Michael Moreno – Stephens Incorporated
Okay. Great.
Appreciate the color. One kind of follow up on the robotics group.
I guess historically, Tony, you’ve talked about visibility there being more short term and having maybe six months of kind of visibility. With the stuff going on in the North Sea, do you have more visibility there than maybe you’ve had historically?
Kind of maybe talk about the visibility of that segment.
Tony Tripodo
Well, the North Sea in general always has a positive plan further in advance than they are in the Gulf of Mexico. It’s historically been that way and it continues to be that way now.
So, yeah, there is more visibility for long-term planning and projects in the Gulf of Mexico and we’re hoping that it’s even more so in this visible Energy/Wind Farm business. I don’t know if that answers your question or not.
Michael Moreno – Stephens Incorporated
Do you have kind of a year?

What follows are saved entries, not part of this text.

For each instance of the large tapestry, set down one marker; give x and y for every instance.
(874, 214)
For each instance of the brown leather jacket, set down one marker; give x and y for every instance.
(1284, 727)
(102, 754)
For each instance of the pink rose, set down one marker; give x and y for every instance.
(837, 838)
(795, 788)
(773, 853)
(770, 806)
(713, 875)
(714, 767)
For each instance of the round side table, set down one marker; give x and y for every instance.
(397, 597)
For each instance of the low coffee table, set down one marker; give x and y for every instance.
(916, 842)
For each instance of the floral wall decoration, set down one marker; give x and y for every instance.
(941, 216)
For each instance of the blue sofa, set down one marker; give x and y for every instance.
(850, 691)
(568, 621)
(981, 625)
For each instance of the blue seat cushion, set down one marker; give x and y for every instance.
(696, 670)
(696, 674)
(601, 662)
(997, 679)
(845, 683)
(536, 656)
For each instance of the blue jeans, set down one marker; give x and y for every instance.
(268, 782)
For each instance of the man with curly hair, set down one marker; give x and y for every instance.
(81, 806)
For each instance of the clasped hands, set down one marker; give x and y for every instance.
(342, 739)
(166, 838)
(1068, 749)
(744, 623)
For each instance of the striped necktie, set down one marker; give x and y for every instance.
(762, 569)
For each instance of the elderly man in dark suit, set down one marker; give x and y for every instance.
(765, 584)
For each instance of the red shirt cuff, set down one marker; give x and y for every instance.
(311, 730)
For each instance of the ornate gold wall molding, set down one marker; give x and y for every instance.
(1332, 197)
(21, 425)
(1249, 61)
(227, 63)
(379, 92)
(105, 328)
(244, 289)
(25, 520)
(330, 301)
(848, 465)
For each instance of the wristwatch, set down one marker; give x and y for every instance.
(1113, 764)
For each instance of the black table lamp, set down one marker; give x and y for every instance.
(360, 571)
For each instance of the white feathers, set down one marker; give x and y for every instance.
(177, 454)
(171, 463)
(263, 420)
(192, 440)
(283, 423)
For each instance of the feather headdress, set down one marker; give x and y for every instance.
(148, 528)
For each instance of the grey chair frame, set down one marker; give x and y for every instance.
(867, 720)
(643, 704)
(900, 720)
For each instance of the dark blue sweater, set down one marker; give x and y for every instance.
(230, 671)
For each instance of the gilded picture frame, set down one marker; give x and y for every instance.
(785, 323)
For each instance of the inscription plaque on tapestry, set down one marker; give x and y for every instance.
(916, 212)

Can you look out a year and say that business is going to be pretty busy for the next year?
Tony Tripodo
It’s not really that we have contracts that we see out for a year other than on some of the variable stuff we have frame agreement with two different companies that go out five years with X amount of numbers of days per year that we’re guaranteed. So on that variable side there is a little bit of that but on the – most of our revenue still comes from the long and robotics and that’s more just consistent with this historical trends than it is any real visibility.
I mean, like six months there’s quite a bit of visibility in the Robotics business for us, and I don’t see that improving dramatically when we can look out and see a year out in advance.
Michael Moreno – Stephens Incorporated
Okay. Okay.
Thanks.
Operator
There are no further questions on the phone lines, but as a reminder 1-4 for any questions. And there seems to be no further question.
I will turn the call back to you, sir.
Stephen Powers
Okay. Well, thanks, everyone, for joining us today.
We very much appreciate your interest and participation, and look forward to having you participate on our Q3 call here in a few months.
Operator
Ladies and gentlemen, that does conclude the conference call for today. We thank you for your participation, and ask that you please disconnect your line.